Die Loyalisten [die Truppen der ivoirischen Regierung, d. Red.] glauben, die Rebellen hätten einen Zauber. Glauben, die Rebellen könnten nicht von Kugeln verletzt werden, weil die traditionellen Jäger auf ihrer Seite sind. Deswegen haben die Rebellen in weniger als zwei Wochen die Hälfte des Landes besetzt. Die Loyalisten fliehen, wenn die Rebellen schießen. Ohne die französischen Soldaten wären die Rebellen in Abidjan angekommen. Und es hätte viele Massaker gegeben.
Sie erklären den militärischen Erfolg der Rebellen mit Aberglauben?

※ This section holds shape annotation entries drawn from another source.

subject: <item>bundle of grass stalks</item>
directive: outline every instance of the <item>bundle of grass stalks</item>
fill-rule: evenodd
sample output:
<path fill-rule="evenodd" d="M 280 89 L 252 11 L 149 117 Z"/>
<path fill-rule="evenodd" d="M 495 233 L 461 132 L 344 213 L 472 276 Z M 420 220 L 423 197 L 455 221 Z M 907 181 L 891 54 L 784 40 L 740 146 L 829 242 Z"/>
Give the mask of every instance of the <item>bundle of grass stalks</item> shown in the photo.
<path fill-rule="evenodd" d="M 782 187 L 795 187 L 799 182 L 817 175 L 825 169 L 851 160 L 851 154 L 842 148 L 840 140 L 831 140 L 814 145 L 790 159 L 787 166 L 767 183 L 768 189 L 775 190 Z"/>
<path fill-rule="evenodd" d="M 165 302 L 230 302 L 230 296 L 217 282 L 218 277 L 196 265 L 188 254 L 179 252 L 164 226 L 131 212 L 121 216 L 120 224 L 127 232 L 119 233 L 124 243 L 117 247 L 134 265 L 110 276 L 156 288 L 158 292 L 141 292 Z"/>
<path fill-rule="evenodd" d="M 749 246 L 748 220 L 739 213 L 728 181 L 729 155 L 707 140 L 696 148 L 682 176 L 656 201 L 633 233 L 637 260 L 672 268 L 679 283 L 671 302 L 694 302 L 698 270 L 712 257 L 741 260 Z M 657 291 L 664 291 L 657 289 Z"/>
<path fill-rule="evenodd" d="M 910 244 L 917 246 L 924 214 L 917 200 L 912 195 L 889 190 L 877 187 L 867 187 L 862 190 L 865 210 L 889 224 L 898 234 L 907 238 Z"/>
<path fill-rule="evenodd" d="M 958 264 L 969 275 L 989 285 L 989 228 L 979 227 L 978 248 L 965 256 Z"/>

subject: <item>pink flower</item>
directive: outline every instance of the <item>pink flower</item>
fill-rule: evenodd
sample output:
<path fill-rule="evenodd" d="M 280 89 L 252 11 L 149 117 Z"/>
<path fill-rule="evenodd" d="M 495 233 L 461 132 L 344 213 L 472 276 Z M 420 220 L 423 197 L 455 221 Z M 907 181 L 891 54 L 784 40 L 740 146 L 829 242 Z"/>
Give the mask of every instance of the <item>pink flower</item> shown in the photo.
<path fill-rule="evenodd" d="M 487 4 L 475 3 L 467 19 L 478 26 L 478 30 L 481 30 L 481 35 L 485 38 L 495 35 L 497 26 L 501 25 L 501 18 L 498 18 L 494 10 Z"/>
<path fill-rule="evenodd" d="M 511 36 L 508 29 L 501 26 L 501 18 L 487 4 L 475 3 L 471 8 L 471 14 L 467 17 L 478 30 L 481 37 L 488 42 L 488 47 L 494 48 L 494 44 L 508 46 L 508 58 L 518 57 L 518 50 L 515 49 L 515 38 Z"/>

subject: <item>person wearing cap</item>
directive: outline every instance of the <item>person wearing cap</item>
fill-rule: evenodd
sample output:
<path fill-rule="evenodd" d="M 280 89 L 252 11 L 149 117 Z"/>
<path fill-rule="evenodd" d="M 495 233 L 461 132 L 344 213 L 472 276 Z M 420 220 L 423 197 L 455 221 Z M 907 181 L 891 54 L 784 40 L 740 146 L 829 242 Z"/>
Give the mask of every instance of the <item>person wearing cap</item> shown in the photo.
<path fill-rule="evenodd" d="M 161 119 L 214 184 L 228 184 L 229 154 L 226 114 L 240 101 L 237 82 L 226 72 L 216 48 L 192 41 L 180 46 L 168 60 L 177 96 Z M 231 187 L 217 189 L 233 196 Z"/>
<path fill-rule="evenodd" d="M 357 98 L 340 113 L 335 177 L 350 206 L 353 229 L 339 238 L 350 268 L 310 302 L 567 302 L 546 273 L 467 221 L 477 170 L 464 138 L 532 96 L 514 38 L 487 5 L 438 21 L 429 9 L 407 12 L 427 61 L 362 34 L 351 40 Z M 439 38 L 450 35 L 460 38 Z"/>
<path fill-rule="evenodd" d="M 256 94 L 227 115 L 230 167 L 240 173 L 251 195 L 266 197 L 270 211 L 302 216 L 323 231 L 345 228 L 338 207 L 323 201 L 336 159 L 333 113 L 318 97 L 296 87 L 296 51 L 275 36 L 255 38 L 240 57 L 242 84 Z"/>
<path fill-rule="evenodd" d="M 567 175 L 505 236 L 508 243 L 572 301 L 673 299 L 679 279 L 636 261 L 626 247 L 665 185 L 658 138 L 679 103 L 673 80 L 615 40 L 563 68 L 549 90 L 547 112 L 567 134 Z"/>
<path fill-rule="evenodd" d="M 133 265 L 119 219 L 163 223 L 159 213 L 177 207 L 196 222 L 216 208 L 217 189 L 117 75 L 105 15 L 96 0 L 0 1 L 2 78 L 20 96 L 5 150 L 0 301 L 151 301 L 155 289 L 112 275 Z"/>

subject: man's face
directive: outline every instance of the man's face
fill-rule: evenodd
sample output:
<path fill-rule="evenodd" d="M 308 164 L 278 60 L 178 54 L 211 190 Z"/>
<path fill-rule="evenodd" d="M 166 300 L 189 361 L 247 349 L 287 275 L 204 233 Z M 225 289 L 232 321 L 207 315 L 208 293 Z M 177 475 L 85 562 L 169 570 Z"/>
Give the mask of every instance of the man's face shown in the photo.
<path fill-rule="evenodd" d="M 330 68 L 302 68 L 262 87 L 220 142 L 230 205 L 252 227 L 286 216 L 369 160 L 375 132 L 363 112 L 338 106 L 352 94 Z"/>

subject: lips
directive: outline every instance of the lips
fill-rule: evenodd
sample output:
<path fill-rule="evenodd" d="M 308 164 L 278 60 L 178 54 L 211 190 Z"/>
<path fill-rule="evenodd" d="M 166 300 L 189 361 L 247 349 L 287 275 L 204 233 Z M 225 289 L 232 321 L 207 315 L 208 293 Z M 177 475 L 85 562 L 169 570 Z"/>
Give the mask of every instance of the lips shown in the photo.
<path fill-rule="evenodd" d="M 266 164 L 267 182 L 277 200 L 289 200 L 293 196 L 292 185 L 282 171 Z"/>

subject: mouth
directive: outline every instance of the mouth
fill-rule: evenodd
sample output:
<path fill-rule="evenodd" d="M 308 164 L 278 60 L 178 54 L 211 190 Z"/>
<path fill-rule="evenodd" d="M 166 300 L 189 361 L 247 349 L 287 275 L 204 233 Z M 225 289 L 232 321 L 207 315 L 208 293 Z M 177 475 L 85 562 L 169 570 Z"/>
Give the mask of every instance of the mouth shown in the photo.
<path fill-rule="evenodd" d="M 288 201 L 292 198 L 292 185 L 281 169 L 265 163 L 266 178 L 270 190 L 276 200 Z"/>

Ja. Die Leute glauben an diese Magie.
Unterschätzen Sie Ihre Landsleute nicht ein bisschen? Es gibt doch Fernsehen, Schulen, manche Ivoirer sind gereist …
Aber so ist es! Der Aberglaube existiert. Meine Landsleute glauben an Magie. Die Christen, die Moslems, die Animisten … Alle. Auf jeden Fall die Loyalisten.
In Ihrem letzten Roman „Allah n’est pas obligé“ (Allah muss nicht gerecht sein) haben Sie die Brutalitäten und die Plündereien der nigerianischen Truppen Ecomog beschrieben. Haben die Ivoirer mehr Vertrauen in französische Soldaten als in afrikanische?
Nein, nein. Die Situation in Liberia und Sierra Leone ist anders als in meinem Land. Dort waren Stammeskriege. In der Elfenbeinküste stehen sich zwei Kräfte gegenüber.
Seit vergangenem Mittwoch sitzen die kriegerischen Parteien aus der Elfenbeinküste in einem Vorort von Paris an einem Verhandlungstisch. Was erwarten Sie von den Gesprächen?
Ich hoffe, dass sie Frieden in der Elfenbeinküste bringen. Die Ivoirer leiden.
Was muss geschehen, um die Feindlichkeiten zu beenden?
Die Rebellen wollen den Rücktritt von Präsident Gbagbo. Aber Gbagbo will nicht zurücktreten. Es wäre ideal, irgendetwas zu finden, was zwischen Zurücktreten und Nichtzurücktreten liegt.
Da verlangen Sie die Quadratur des Kreises.
Damit wieder Frieden in der Elfenbeinküste herrscht, müssen sowohl Gbagbo als auch die Rebellen zufrieden gestellt werden.
Gibt es ein enstprechendes Vermittlungsangebot?
Bislang sind alle zu radikal und schließen sich gegenseitig aus. Noch herrschen die Extreme.
Werden die neun Verhandlungstage in Paris zu einem Ende der Kämpfe führen?
Ich glaube, dass es schwierig ist, sich innerhalb von neun Tagen zu verständigen. Die Positionen sind sehr, sehr gegensätzlich.
Viele bezeichnen die Gespräche als „letzte Chance“. Was passiert in Ihrem Land bei einem Scheitern?
Es wird eine Katastrophe. Niemand weiß, wo dies alles enden wird.
Wann fahren Sie wieder in die Elfenbeinküste?
Ich möchte schon lange in mein Land zurück. Aber im Augenblick ist das zu gefährlich. Es gibt in Abidjan Todesschwadronen. Und es besteht das Risiko, dass diese mich umbringen.